Cadre juridique vide et absence de loi
Principale épine dans le pied du Royaume, l’absence d’une loi portant sur les régimes matrimoniaux n’arrange guère les choses. En ce sens, l’Association démocratique des femmes du Maroc (ADFM) a tenu une conférence de presse, le 22 novembre, pour livrer sa vision de la conduite du chantier de révision du Code de la famille axée sur le travail qu’elle mène pour protéger les droits des femmes et mettre en place une législation familiale garantissant l’égalité dans les droits et la justice dans les situations. Verdict, le fossé entre les femmes et les hommes est loin d’être comblé, et pour cause, l’absence d’une loi distincte portant sur les régimes matrimoniaux. L’association appelle, en ce sens, à la mise en place d’une réglementation stricte de la gestion des biens des époux. Il s’agit également, de mettre en lumière de nombreuses contradictions et incohérences dont l’obligation faite à la mère disposant d’une aisance financière de contribuer à l’entretien de sa famille sans pour autant lui garantir des droits égaux à ceux de l’époux, notamment vis-à-vis des enfants. Dans le but d’appuyer la réforme du Code de la famille, l’ADFM insiste sur la nécessité de contextualiser le débat en tenant compte des changements qui s’opèrent dans la société.
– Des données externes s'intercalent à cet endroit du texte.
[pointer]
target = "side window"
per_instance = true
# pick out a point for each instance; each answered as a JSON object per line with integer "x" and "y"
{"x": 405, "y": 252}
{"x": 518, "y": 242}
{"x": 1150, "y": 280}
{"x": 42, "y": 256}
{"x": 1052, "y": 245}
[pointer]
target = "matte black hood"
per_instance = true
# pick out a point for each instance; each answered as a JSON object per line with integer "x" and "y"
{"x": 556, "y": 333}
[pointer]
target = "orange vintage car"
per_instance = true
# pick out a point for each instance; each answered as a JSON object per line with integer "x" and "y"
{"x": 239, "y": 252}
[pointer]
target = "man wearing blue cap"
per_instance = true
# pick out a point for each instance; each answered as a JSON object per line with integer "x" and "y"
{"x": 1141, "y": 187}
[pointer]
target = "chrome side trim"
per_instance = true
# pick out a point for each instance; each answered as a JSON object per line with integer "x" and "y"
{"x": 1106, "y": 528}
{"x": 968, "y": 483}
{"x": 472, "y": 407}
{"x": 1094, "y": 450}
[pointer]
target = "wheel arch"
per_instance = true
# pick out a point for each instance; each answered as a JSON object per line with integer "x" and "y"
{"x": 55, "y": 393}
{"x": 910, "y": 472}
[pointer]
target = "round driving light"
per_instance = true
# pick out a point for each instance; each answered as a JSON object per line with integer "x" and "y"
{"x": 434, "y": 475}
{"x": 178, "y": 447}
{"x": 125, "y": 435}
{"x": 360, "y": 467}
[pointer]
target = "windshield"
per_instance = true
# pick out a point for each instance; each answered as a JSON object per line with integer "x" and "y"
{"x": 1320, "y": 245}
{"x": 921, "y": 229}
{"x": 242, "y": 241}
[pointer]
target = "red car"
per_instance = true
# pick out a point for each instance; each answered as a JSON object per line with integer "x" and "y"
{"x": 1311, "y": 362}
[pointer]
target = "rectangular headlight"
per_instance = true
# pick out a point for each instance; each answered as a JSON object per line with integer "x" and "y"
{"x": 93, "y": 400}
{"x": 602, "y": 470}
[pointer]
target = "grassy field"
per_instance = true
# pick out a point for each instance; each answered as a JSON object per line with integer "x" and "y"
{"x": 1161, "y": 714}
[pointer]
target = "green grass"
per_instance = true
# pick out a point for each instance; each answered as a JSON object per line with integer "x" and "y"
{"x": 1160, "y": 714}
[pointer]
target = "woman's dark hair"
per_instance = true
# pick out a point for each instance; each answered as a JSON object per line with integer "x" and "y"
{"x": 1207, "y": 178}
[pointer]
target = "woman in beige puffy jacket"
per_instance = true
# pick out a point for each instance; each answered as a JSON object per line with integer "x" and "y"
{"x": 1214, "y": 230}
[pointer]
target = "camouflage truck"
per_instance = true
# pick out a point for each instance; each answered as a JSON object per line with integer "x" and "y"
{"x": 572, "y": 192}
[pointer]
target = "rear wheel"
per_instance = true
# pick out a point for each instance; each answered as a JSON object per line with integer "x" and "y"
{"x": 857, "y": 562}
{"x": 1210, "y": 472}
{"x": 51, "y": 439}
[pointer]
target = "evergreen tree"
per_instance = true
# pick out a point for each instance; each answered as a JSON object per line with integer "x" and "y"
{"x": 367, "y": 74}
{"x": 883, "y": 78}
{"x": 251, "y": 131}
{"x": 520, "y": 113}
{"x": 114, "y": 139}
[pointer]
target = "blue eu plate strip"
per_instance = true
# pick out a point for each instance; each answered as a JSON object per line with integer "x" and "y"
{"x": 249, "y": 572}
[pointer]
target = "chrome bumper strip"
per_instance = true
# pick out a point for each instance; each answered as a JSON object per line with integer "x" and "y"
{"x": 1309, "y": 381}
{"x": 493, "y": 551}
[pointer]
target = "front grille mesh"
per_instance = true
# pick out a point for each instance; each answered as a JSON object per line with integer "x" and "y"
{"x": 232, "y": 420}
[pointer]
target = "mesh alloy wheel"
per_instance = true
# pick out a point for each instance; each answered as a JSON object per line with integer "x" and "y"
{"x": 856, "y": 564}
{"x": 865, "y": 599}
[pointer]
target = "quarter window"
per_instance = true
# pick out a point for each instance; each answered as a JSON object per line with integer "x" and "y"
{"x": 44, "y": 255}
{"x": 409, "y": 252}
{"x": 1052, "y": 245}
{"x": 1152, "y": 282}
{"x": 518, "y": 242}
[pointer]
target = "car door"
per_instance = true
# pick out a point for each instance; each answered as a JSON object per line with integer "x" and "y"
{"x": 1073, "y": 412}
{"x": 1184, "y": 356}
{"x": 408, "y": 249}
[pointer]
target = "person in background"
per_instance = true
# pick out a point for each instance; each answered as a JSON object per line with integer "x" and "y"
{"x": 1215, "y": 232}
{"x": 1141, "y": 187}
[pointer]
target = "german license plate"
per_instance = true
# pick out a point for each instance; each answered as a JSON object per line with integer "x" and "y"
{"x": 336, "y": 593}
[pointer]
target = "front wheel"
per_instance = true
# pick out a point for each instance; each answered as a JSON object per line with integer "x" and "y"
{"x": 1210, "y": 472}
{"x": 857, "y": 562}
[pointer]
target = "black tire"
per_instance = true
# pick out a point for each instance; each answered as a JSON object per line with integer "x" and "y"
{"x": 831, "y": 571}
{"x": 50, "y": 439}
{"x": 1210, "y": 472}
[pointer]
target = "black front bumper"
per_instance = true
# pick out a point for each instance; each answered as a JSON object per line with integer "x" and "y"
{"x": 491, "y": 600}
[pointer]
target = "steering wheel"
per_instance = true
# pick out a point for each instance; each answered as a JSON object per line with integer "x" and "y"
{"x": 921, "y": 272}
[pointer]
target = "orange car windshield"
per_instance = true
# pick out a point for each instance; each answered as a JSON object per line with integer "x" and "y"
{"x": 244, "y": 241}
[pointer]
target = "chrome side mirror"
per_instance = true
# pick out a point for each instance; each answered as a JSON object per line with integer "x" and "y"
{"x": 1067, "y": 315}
Un changement de mentalité s’impose
Sur un autre volet, parmi les changements à prendre en compte, on cite la conviction, chez 75% des Marocains des deux sexes, de la nécessité de la contribution des époux aux revenus du ménage. «Or, les femmes contribuent à l’entretien de leur famille par leur travail rémunéré et par le travail ménager et les soins, lesquels représentent 23 milliards d’heures/an, effectuées à 92% par les femmes», fait savoir l’association.
Afin de remonter dans le classement et atteindre 30% de travail féminin, le gouvernement ambitionne, de son côté, de renforcer leur employabilité et leur autonomisation économique. Une démarche qui faisait cruellement défaut. Il faut dire qu’en dépit des efforts réels en termes d’égalité salariale, les femmes restent minoritaires dans les postes de responsabilités, et ne grimpent pas aisément les échelons hiérarchiques. Lors de l’ouverture des travaux de la 69e édition du Congrès des femmes chefs d’entreprises mondiales (FCEM), l’Exécutif s’est dit engagé, sous les Hautes orientations royales, à faire en sorte que la nouvelle Charte de l’investissement, notamment la composante relative à la petite entreprise, soit sensible au genre, et que l’emploi en tant que politique nationale le soit également. Les efforts gouvernementaux ont pour objectif de promouvoir l’entrepreneuriat féminin et l’inclusion économique des femmes, notamment celles qui travaillent dans l’informel et qui ont été drastiquement touchées par le Covid.